In summary, this graph illustrates the model's learning process: how it reduces loss over time and generalizes to new data.


The second graph that represents the training and validation accuracy of a machine learning model over a series of epochs. It shows how the model's accuracy improves as it learns from the training data, and it also displays the accuracy as the model is validated against a separate set of data. The goal is to see both accuracies increase over time, indicating that the model is learning effectively and generalizing well to new data.

# Experement With different params

In [None]:
# model 2 adam optimizer with defind learning rate with 50 epochs
data = {
    'X_train': X_train,
    'y_train': y_train,
    'X_test': X_test,
    'y_test': y_test,
    'optimizer': 'adam',
    'learning_rate': 0.001,
    'batch_size': 32,
    'epochs': 50,
    'patience': 3
}

history, accuracy_results = train_and_evaluate_model(data, model)

y_pred=model.predict(X_test)
y_pred = (y_pred > 0.5)

cr=metrics.classification_report(y_test,y_pred)
print(cr)


plot_tring_accuracy(history,'Training Loss','Validation loss','loss')
plot_tring_accuracy(history,'Training accuracy','Validation accuracy','accuracy')

In [None]:
# model 3 sgd optimizer with defind learning rate with 100 epochs
data = {
    'X_train': X_train,
    'y_train': y_train,
    'X_test': X_test,
    'y_test': y_test,
    'optimizer': 'sgd',
    'learning_rate': 0.001,
    'batch_size': 32,
    'epochs': 50,
    'patience': 3
}

history, accuracy_results = train_and_evaluate_model(data, model)

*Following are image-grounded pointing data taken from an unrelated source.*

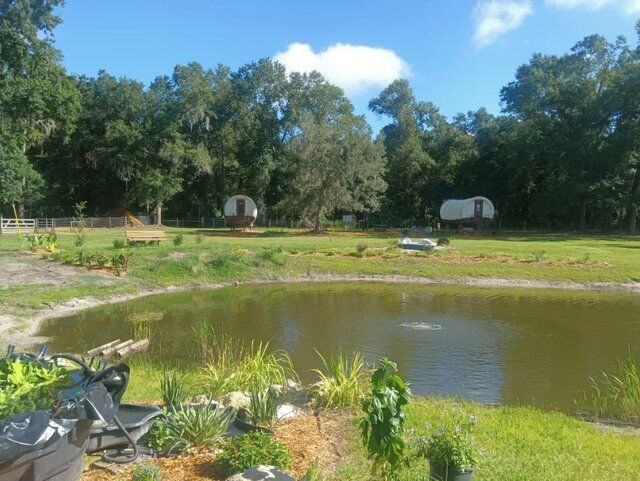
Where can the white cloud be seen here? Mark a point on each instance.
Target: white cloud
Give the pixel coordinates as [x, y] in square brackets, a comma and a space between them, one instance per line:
[352, 67]
[586, 4]
[497, 17]
[629, 7]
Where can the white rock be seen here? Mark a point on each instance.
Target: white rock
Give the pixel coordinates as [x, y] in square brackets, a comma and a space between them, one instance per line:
[236, 400]
[261, 473]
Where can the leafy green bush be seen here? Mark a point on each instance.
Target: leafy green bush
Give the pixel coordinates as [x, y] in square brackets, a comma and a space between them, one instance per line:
[272, 254]
[27, 386]
[233, 365]
[383, 425]
[253, 449]
[190, 427]
[342, 381]
[615, 394]
[538, 255]
[263, 407]
[449, 444]
[79, 221]
[146, 472]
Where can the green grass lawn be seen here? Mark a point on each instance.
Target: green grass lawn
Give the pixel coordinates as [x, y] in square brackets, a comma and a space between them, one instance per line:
[515, 443]
[208, 256]
[519, 444]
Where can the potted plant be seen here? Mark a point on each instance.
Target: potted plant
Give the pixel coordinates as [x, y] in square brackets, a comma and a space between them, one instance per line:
[449, 449]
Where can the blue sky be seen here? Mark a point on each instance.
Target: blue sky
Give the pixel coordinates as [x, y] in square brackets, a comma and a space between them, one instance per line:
[456, 53]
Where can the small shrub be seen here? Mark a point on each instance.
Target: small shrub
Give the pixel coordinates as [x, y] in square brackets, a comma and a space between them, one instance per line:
[273, 255]
[172, 388]
[120, 261]
[119, 243]
[253, 449]
[538, 255]
[146, 472]
[342, 381]
[615, 394]
[263, 407]
[81, 258]
[313, 473]
[191, 427]
[449, 444]
[79, 221]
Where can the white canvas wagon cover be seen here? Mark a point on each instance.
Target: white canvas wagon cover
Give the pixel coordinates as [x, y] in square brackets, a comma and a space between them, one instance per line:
[250, 208]
[459, 209]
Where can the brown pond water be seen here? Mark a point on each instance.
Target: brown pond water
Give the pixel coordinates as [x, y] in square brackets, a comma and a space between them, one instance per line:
[492, 345]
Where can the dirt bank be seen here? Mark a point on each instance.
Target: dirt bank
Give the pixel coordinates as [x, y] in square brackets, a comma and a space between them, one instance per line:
[21, 328]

y_pred=model.predict(X_test)
y_pred = (y_pred > 0.5)

cr=metrics.classification_report(y_test,y_pred)
print(cr)


plot_tring_accuracy(history,'Training Loss','Validation loss','loss')
plot_tring_accuracy(history,'Training accuracy','Validation accuracy','accuracy')

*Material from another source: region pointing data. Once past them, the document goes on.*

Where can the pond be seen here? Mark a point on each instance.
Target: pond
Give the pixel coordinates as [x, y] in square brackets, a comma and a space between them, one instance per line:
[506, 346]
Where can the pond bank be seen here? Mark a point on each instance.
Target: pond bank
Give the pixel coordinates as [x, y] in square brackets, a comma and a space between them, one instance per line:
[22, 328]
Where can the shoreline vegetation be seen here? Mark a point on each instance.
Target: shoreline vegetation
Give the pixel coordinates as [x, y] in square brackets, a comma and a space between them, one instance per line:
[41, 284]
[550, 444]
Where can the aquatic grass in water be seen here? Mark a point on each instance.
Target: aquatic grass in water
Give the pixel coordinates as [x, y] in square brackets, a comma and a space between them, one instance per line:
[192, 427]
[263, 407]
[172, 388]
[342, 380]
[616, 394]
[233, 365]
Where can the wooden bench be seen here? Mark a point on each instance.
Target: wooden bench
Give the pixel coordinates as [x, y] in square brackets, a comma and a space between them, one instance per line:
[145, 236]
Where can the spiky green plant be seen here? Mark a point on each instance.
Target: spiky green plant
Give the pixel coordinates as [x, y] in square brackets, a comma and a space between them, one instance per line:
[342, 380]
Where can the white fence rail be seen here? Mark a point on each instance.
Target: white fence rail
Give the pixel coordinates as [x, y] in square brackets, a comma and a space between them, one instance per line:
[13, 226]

**classification_report:**

  The classification report shows the precision, recall, and F1-score for each class in a multi-class classification problem. Here's a summary of the performance metrics:

- **Precision**: The proportion of true positive predictions among all positive predictions. It measures how accurate the positive predictions are.
- **Recall**: The proportion of true positive predictions among all actual positive instances. It measures how well the model captures positive instances.
- **F1-score**: The harmonic mean of precision and recall. It balances precision and recall, especially when there's an imbalance between classes.

Overall, the model's performance seems reasonable, but it's essential to consider the specific context and requirements of your problem.